Tile Horned Prionus

Large Beetle
Location: Norfolk, Virginia USA
June 6, 2011 10:31 am
This was on my front door lastnight, cant find a discription of any like it online. It was app. three inches long.
Signature: Bugman

Tile Horned Prionus

This is a Root Borer in the genus Prionus.  It is a male Tile Horned Prionus, Prionus imbricornis.  BugGuide provides this identification information:  “Huge longhorn, dark brown and shining. Antennae have 18-20 overlapping segments (male):  Female has 16-18 serrated segments. Other eastern Prionus have 12-13 antennal segments.”  BugGuide also provides this information which may explain this Tile Horned Prionus’s appearance on your porch if the light was left on:  “On mid-summer nights, these hit lighted windows so hard at my house in Durham, North Carolina, that I fear the glass will break. Seems that mostly males come to lights.”
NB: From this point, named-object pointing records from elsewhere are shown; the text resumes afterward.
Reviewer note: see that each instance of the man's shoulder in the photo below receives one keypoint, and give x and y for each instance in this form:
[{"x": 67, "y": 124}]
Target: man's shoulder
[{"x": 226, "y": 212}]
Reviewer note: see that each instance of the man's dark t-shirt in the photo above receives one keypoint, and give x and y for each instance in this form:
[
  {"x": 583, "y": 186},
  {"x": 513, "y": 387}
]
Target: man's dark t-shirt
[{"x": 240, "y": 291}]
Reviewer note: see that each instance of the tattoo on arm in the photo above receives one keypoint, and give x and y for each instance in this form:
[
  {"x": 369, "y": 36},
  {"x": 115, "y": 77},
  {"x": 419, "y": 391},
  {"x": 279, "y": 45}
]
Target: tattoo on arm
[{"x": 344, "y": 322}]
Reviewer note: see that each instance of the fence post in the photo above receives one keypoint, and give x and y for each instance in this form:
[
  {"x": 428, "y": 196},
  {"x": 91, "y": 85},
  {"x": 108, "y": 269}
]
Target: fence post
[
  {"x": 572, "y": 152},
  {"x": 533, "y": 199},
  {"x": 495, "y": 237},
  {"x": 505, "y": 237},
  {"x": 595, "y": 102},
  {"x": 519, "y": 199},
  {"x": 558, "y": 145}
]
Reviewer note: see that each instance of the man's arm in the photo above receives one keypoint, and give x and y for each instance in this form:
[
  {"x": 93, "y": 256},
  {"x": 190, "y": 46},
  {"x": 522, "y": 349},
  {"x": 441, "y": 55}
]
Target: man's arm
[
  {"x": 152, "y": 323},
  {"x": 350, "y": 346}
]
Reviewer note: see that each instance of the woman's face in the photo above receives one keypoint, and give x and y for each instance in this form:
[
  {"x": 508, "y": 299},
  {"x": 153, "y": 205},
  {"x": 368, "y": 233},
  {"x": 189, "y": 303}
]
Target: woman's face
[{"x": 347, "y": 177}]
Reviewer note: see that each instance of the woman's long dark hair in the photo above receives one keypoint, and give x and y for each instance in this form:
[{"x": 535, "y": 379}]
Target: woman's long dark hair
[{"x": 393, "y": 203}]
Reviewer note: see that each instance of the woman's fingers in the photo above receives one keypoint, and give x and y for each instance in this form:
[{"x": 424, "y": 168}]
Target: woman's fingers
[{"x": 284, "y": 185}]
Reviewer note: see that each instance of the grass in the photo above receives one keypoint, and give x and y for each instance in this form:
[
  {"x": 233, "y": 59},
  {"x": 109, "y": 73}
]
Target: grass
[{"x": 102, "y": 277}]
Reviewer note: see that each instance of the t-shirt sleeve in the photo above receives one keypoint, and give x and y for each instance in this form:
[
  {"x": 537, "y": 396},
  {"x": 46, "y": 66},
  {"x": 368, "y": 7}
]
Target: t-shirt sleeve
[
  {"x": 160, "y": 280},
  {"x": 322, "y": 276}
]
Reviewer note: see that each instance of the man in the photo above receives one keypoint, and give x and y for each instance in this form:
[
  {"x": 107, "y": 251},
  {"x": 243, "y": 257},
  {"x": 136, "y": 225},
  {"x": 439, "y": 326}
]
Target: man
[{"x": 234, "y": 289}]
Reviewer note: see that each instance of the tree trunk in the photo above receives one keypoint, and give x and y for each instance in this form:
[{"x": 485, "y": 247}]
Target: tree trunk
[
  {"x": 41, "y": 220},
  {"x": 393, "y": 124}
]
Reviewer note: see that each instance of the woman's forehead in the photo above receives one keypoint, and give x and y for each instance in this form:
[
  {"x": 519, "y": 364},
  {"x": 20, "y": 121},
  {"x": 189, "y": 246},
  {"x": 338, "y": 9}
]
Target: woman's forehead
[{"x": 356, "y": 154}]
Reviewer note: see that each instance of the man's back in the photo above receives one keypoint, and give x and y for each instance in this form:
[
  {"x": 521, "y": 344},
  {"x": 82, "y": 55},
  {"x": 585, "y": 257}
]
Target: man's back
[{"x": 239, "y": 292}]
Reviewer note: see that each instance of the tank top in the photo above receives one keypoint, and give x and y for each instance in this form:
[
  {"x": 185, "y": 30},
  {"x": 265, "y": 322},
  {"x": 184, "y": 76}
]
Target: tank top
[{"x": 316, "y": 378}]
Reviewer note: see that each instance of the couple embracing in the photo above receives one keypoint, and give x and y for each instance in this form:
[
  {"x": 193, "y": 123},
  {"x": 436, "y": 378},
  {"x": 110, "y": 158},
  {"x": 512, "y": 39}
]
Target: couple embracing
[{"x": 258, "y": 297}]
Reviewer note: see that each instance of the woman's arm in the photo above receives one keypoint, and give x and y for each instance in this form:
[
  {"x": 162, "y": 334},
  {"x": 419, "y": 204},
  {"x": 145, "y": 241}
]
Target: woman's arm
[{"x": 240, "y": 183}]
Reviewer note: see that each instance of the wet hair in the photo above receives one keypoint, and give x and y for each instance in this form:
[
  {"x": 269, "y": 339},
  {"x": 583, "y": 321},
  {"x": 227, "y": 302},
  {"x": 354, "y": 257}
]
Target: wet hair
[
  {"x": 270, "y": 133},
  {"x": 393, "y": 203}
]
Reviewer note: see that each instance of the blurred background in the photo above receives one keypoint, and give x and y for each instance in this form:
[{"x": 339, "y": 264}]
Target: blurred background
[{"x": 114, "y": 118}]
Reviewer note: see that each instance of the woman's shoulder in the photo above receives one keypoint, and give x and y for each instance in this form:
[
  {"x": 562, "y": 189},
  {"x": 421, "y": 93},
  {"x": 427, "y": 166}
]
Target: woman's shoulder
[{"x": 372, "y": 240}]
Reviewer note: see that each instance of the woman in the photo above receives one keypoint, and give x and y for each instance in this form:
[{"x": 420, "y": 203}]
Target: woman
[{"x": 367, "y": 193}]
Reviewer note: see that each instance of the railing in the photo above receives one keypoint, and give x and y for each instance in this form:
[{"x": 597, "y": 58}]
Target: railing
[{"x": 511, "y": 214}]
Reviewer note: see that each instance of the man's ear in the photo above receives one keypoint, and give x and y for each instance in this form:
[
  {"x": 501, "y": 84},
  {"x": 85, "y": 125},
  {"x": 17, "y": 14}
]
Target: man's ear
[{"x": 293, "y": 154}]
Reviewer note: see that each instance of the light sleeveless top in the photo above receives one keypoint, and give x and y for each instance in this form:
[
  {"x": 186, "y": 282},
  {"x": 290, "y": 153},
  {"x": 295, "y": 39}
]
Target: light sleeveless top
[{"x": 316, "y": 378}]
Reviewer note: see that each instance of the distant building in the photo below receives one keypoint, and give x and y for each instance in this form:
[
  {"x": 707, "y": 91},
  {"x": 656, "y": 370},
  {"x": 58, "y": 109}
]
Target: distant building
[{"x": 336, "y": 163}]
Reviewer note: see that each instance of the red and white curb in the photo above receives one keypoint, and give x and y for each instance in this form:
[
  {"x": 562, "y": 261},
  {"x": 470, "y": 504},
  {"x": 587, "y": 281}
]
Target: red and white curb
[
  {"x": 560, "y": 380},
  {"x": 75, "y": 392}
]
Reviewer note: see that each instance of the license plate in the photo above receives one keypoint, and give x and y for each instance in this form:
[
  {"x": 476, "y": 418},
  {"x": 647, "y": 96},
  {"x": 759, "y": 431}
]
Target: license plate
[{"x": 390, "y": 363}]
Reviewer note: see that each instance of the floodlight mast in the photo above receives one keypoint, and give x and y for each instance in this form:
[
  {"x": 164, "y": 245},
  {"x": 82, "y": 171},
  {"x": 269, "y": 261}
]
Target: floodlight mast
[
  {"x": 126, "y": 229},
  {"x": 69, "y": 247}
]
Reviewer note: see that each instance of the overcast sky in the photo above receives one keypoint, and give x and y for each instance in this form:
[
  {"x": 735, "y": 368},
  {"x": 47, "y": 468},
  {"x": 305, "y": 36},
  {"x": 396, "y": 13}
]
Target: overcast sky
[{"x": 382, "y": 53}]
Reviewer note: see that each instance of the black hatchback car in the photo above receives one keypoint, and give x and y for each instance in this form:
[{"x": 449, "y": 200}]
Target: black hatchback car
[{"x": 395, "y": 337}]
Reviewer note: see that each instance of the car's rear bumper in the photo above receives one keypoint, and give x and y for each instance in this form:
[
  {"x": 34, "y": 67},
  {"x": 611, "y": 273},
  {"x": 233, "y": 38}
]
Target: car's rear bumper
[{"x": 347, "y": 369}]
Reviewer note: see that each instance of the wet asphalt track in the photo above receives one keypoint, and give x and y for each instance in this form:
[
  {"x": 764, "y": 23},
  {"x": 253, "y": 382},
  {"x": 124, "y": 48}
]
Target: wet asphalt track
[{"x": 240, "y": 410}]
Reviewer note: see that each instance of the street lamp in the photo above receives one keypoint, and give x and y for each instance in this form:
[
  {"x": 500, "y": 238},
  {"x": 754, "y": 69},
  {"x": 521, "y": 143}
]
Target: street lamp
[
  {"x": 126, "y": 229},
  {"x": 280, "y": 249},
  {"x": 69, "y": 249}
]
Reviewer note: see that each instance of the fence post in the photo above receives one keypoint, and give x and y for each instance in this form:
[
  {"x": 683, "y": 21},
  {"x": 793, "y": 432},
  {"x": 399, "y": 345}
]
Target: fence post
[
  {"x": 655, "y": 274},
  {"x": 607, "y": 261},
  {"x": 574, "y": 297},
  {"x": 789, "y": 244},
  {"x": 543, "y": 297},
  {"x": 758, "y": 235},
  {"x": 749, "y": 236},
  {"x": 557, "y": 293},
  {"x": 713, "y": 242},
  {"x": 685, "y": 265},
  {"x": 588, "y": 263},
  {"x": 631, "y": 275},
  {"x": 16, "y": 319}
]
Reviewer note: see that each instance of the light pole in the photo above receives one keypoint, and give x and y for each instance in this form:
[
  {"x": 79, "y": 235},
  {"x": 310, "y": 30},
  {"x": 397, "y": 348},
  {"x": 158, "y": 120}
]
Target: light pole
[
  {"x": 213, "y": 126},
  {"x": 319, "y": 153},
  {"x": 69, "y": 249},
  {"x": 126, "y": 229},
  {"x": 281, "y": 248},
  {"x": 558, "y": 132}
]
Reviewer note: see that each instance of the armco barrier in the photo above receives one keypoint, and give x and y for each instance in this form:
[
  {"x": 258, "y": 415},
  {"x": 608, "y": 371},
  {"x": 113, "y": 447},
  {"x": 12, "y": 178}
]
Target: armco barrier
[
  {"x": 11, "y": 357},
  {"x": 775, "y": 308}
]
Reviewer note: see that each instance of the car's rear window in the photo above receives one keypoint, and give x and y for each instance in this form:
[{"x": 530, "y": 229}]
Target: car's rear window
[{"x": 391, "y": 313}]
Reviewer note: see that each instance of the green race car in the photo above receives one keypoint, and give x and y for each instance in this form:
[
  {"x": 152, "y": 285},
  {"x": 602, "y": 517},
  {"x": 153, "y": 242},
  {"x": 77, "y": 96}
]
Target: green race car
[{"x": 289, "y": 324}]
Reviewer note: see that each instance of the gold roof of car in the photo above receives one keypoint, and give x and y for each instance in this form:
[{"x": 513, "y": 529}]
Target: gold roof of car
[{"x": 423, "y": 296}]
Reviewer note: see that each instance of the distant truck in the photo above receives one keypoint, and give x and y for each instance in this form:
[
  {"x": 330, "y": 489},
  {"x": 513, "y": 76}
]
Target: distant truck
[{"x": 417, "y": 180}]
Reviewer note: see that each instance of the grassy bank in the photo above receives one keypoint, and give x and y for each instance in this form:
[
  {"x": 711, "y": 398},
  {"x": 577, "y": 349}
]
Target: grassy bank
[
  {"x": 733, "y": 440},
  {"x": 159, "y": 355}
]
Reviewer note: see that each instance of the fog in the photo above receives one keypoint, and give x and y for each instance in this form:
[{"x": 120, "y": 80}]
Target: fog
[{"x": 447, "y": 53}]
4 thoughts on “Tile Horned Prionus”

  1. So I know the diet of the larvae consists of the roots of trees, but does anyone know what the diet is of the mature life stage? I’m assuming there is no difference in the diet between the male and female form. And how about the duration of each of the different life cycles. Any thoughts?

    • According to the Utah State University Integrated Pest Management site: “Adults emerge from pupae in the soil in July in northern Utah. The beetles fly at night in search of mates, and eggs are laid in the soil soon thereafter. Young larvae tunnel into the soil to seek out tree roots. Research in a Utah sweet cherry orchard suggests that the younger larvae begin feeding on smaller diameter roots and ultimately reach the tree crown as mature larvae as they move inward and upward along larger roots. The ‘crown’ refers to the region of the trunk (usually at or near the soil level) that represents the transition between below-ground (roots) and above-ground (trunk) growth. In cherries, a greater proportion of the larvae found at the crown were large, mature larvae, while most of the smaller, younger larvae were found in roots. Following 3 or more years of root and crown feeding and upward movement, the insect pupates close to the soil surface. The adults then emerge and seek out mates.” Nothing is said of the diet of adults. We would presume that if they eat at all, the adult Prionids would be attracted to sweet sticky things like sap. We will continue to research this matter.